# Part 2 - SQL Challenge answers

In [None]:
from sshtunnel import SSHTunnelForwarder

AWS_IP_ADDRESS = '52.27.27.155'
AWS_USERNAME = 'jason'
SSH_KEY_PATH = '/Users/jadams/.ssh/id_rsa'

server = SSHTunnelForwarder(
    AWS_IP_ADDRESS,
    ssh_username=AWS_USERNAME,
    ssh_pkey=SSH_KEY_PATH,
    remote_bind_address=('localhost', 5432),
)

server.start()
print(server.is_active, server.is_alive, server.local_bind_port)

##  Connecting via Python
We'll be using a Psycopg2 connector alongside SQLAlchemy to connect to this database.

* **SQLAlchemy:** generates SQL statements
* **Psycopg2:** sends the SQL statements to the Postgres database

    Let's make the connection to the database. Note that the IP address of the Postgres database is 'localhost' and the port is set to whatever the `server` connection above contains. This is because we have used the SSH tunnel to create a connection between the AWS instance and our computer.
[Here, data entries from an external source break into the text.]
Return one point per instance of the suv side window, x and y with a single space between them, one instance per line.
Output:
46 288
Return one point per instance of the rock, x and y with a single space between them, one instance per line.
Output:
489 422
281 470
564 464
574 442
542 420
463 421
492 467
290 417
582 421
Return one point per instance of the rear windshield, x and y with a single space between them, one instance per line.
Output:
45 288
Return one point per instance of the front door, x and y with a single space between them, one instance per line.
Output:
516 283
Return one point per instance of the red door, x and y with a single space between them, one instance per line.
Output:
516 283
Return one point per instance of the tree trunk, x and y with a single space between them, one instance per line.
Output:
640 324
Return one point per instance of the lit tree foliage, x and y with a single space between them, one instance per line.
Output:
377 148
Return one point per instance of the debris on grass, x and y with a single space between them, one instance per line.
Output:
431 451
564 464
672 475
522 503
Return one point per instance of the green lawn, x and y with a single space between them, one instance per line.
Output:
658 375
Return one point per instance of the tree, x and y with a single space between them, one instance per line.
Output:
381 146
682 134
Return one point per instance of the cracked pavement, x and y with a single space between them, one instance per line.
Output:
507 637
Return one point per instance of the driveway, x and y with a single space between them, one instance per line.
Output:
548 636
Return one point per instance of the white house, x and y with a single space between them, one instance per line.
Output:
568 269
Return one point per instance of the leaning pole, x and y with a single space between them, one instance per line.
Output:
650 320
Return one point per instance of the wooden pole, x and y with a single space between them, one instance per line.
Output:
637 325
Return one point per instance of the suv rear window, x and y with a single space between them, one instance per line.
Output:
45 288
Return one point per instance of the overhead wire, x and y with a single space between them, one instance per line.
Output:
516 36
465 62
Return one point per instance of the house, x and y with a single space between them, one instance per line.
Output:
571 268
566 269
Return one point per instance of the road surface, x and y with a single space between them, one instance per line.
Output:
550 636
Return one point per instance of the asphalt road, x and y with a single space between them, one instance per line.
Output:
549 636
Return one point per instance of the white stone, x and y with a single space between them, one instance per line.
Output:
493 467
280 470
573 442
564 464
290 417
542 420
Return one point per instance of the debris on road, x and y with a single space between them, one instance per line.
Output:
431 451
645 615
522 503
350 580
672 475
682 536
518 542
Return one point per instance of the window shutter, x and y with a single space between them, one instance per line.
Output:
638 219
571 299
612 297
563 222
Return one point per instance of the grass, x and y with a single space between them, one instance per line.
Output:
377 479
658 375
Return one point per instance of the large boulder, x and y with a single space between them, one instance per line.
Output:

SSH tunnels enable remote instances to behave as if they are *local*.

In [1]:
from sqlalchemy import create_engine

# Postgres username, password, and database name
POSTGRES_IP_ADDRESS = 'localhost' ## This is localhost because SSH tunnel is active
POSTGRES_PORT = 5432 ## Running a tunnel in terminal instead of in the notebook
POSTGRES_USERNAME = 'jason'     ## CHANGE THIS TO YOUR POSTGRES USERNAME
POSTGRES_PASSWORD = 'jason' ## CHANGE THIS TO YOUR POSTGRES PASSWORD
POSTGRES_DBNAME = 'baseball'

# A long string that contains the necessary Postgres login information
postgres_str = ('postgresql://{username}:{password}@{ipaddress}:{port}/{dbname}'
                .format(username=POSTGRES_USERNAME, 
                        password=POSTGRES_PASSWORD,
                        ipaddress=POSTGRES_IP_ADDRESS,
                        port=POSTGRES_PORT,
                        dbname=POSTGRES_DBNAME))

# Create the connection
cnx = create_engine(postgres_str)

### Question 1
1. What was the total spent on salaries by each team, each year?

In [2]:
import pandas as pd

In [4]:
pd.read_sql_query('''SELECT yearid, teamid, sum(salary) as total_salary 
                        FROM salaries 
                        GROUP BY yearid, teamid
                        ORDER by teamid, yearid;''', cnx).head()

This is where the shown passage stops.